07.02.2011, 13:53 Uhr | dapd, dpa-AFX, dpa-AFX, dapd

Aldi verliert Kunden an Konkurrenz . Der Lebensmittel-Discounter Aldi verliert an Umsatz (Foto: imago)

Der Lebensmittel-Discounter Aldi verliert an Umsatz (Foto: imago) (Quelle: imago images)

Der Lebensmitteldiscounter Aldi hat rund 250 Millionen Euro Umsatz an die Konkurrenz verloren. Wie die Nürnberger Gesellschaft für Konsumforschung (GfK) berichtet, verlor Aldi 110 Millionen Euro Umsatz an den Discount-Wettbewerber Lidl und gut 140 Millionen Euro an die Supermarktketten Edeka und Rewe. Die GfK leitet daraus ab, dass die deutschen Verbraucher beim Lebensmitteleinkauf wieder verstärkt auf den klassischen Supermarkt setzen statt auf den Discounter. Das Magazin bezieht sich auf Daten der Nürnberger Gesellschaft für Konsumforschung.

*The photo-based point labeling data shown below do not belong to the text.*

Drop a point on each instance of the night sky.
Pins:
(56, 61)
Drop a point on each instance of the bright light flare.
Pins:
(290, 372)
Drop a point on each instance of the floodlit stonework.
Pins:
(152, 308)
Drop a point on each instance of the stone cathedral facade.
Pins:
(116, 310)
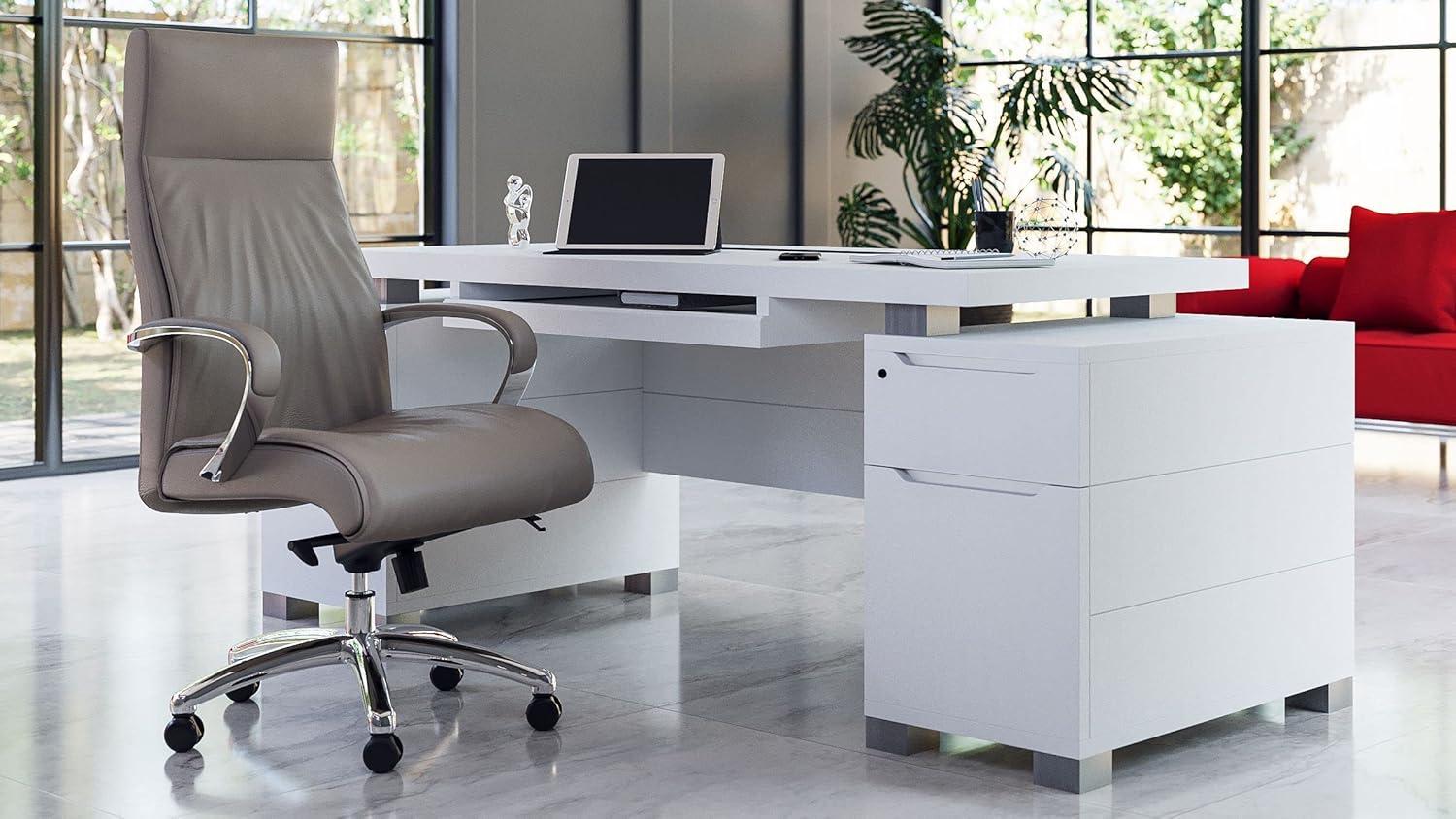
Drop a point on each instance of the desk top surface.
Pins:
(759, 273)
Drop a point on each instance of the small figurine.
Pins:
(517, 212)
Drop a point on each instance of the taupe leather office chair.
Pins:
(265, 378)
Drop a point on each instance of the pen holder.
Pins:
(995, 230)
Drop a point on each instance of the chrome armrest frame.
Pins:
(137, 341)
(513, 384)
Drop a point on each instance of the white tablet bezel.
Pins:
(713, 206)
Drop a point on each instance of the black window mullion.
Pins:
(1251, 194)
(50, 246)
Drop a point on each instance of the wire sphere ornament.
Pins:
(1047, 227)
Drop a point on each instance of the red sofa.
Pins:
(1400, 376)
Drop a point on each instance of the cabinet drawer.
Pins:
(1171, 534)
(973, 598)
(1013, 420)
(1181, 661)
(1179, 411)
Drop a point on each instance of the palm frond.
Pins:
(1045, 92)
(906, 41)
(1060, 175)
(867, 218)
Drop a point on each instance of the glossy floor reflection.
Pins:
(737, 696)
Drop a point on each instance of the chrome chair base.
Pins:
(366, 649)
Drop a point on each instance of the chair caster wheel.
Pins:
(544, 711)
(244, 694)
(446, 676)
(183, 732)
(381, 752)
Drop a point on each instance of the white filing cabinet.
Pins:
(1083, 534)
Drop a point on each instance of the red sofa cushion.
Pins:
(1319, 285)
(1273, 291)
(1406, 376)
(1401, 273)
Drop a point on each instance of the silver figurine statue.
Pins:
(517, 212)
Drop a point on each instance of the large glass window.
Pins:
(381, 145)
(1347, 111)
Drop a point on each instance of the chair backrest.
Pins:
(235, 212)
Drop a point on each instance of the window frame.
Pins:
(1254, 72)
(49, 246)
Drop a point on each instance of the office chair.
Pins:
(265, 373)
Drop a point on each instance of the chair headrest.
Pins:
(206, 95)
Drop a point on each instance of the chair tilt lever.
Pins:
(303, 548)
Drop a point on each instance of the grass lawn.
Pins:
(99, 377)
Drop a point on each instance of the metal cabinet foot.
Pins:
(899, 737)
(1074, 775)
(1327, 699)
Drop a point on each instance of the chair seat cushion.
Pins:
(1406, 376)
(408, 473)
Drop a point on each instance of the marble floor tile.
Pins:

Erlöse bei Aldi gehen zurück

Demnach seien insbesondere Edeka und Rewe 2010 deutlich stärker gewachsen als der Markt. Damit hätten sie "so etwas wie die Renaissance der Supermärkte eingeleitet", schreiben die GfK-Experten in ihrem monatlichen Bericht zu Umsätzen, Marktanteilen und dem Einkaufsverhalten. Die deutschen Supermärkte konnten den Angaben zufolge im vergangenen Jahr einen Umsatzzuwachs von 2,4 Prozent verbuchen. Lidl legte um 3,8 Prozent zu.

Bei Aldi gingen die Erlöse dagegen um 1,1 Prozent zurück. Der Discounter habe 2010 keine neuen Kunden hinzugewinnen können, die Kauffrequenz und die durchschnittliche Einkaufssumme pro Aldi-Kunde seien rückläufig, berichteten die GfK-Analysten.

Lidl erhöht Anzahl der Läden

Lidl habe zwar ein Umsatzplus von 3,8 Prozent geschafft, zugleich aber die Anzahl der Läden um 3,6 Prozent gesteigert und die Verkaufsflächen vieler Läden erweitert. "Flächenbereinigt relativiert sich so gesehen der Erfolg von Lidl", bilanzierte die GfK.

Für diese Entwicklung sehen die Experten folgende Gründe: Der Preisdruck drücke auf die Umsätze. Für die Verbraucher seien die zunehmenden Aktionsangebote eine feine Sache, für Industrie und Handel seien sie dagegen ein zweischneidiges Schwert. Zu häufige Aktionen kannibalisieren das Normalgeschäft, und zwar nicht nur während der Aktion, sondern möglicherweise dauerhaft.

Des Weiteren hätten vor allem Edeka und Rewe ihre Eigenmarken forciert, neue Bedienkonzepte erprobt und auch in der Kommunikation an ihrem Preisimage gearbeitet.